内山昂輝が語る、狗巻棘の感情表現。圧倒的に少ない言葉、セリフに込めた想いとは?

インタビュー

内山昂輝が語る、狗巻棘の感情表現。圧倒的に少ない言葉、セリフに込めた想いとは?

『呪術廻戦』の原点であり、‟愛と呪いの物語”を描いた『劇場版 呪術廻戦 0』が公開中。テレビアニメ『呪術廻戦』の前日譚が描かれる本作で狗巻 棘役を演じている内山昂輝。劇場版では、主人公・乙骨憂太(声:緒方恵美)と出会う東京都立呪術高等専門学校で1年生だったころの狗巻が登場する。通常会話はすべておにぎりの具のみという独特なボキャブラリーと口元を隠したミステリアスさ、そして戦闘時には呪言という強力な能力で魅せる狗巻役の内山が、アフレコと自身の高校時代を振り返る。

東京都立呪術高等専門学校の同級生である狗巻棘とパンダ
東京都立呪術高等専門学校の同級生である狗巻棘とパンダ[c] 2021「劇場版 呪術廻戦 0」製作委員会 [c]芥見下々/集英社

「いろいろな表現を試しながらシーンに合う言葉を選んでいった」

どの作品においても「キャラクターの魅力」を考えすぎないようにしているという。「自分が役を演じ、世に放たれた作品に関しては観る人に自由に感じ取ってほしい。やる側が魅力を意識し始めるとあざとくなる可能性もあるので、普段から“このキャラクターの魅力はこうだ”と決めつけないようにしています」と語る内山。狗巻が多くのファンを惹きつける理由について「キャラクターデザイン、それが動いたときのかっこよさ、かわいらしさと、呪言を発するシーンでの映像の迫力だったりするのかな。絵や映像に支えられている部分が大きいと感じています」と説明する。

アフレコを振り返り、狗巻へのアプローチを解説してくれた
アフレコを振り返り、狗巻へのアプローチを解説してくれた撮影/野崎航正

圧倒的にセリフが少なく戦闘時以外はおにぎりの具のことしか言わない狗巻を演じるにあたり、どのようなディレクションがあったのだろうか。
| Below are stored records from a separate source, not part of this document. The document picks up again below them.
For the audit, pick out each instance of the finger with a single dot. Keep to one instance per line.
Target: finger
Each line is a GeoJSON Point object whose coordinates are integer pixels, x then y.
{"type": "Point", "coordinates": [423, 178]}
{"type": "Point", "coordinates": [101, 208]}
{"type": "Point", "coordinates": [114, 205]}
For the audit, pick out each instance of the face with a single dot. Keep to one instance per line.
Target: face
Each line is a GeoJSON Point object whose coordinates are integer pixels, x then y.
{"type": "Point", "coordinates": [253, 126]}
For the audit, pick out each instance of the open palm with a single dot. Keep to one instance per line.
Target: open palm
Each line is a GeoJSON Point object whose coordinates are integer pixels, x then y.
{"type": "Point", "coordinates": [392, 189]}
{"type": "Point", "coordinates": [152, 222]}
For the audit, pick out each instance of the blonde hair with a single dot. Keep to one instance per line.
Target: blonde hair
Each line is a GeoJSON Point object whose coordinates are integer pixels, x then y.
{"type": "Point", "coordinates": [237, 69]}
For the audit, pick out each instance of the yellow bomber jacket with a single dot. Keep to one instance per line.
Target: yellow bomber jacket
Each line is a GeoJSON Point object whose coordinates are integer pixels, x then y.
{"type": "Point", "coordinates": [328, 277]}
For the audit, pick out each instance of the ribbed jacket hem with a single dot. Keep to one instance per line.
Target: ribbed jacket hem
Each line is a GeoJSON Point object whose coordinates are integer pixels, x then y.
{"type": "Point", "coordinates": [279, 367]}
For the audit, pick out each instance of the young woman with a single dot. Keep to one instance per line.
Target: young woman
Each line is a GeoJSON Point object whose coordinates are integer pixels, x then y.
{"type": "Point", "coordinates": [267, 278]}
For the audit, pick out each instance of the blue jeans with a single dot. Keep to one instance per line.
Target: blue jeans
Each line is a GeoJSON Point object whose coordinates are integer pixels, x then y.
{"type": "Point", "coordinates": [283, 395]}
「最初のアフレコの前は、言葉数が限定されているなかで感情表現を豊かにするのか、あるいはサラッと言葉だけを置きにいくのか、どういうふうにしようかなと考えていましたが、アフレコが始まったら感情表現を豊かにしてほしいというリクエストでした。狗巻は『この言葉(具材)でこの感情を表現したい』という翻訳表を原作サイドからいただき細かなディレクションがあり、それを念頭において演じました。どの言葉にもちゃんと意味があって、結構細かいニュアンスを伝えようとしていることがわかりました。収録段階ではいろいろなパターンを試しました。1つの単語につき、かなりのテイク数を録った記憶があります。いろいろな表現を試しながら、シーンに合う言葉を選んでいった感じです」。

狗巻は、禪院真希(声:小松未可子)、パンダ(声:関 智一)の3人の中で、乙骨とは一番“横に並んでいる”印象が強い。「乙骨からしたら、どうコミュニケーションをとればいいのか、戸惑う場面も描かれていて、言葉数や話せる言葉を考えても、狗巻と交流を深めていくのは難しいだろうなと思っていました。狗巻も敵意があったわけではないけれど、真希やパンダとのすでに出来上がった関係性とは違って、最初はぎこちない感じがあります。僕は、テレビアニメの収録時に0巻を読んでいなかったので、今回、彼ら4人の関係性を知って、あの時の2年生たちはこの乙骨と離れた後だったんだ、と思いました」と明かした。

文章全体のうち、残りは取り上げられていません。